Anti-fouling Paint: Fights Barnacles and Slime
© John Crandall May 28, 2007
Over time a ship's hull in the water can become
overgrown with barnacles, seaweed, and other marine
organisms. This is called a fouled hull.
Fouled hulls are bad because they cause the once
smooth surface of the ship's hull to be rough. This
rough surface causes drag as the ship moves through
the water. This drag casuses reduced top speed, and a
need for more power to perform the same as a ship with
a clean hull.
This fact that marine life see ship's hulls as a place
to make their home has long been a problem to
mariners.

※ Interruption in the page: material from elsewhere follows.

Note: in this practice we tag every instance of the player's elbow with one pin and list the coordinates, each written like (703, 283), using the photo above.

Antifouling goes back at least as far as the
Pheonicians who attached copper bars to the hulls of
their ships. Copper, as it breaks down in contact with
water produces a chemical which is deadly to barnacles
and similar organisms. Copper based powders were later
added to marine paints to have a similar biocide
effect. Of course, the 20th century saw advanced
chemical biocides which were very effective at killing
the unwanted organisms. Unfortunately, over time these
deadly chemicals built up in coastal waters, and began
to kill off oyster beds, and other desirablke life.
This had the effect of having most of these "advanced"
biocides banned by law, and put men back to using
copper based powders in paint.
Scientists are scrambling for a new way to deal with
this problem. Organic and earth friendly methods are
being tried. The United States Navy is using powdered
chemicals delivered by small tubes surrounding the
ship's hull beneath the waterline through tiny holes.
As water touches the chemical concoction natural
biocides are produced that not only keep the hulls
clean, but are also biodegradeable and earth friendly.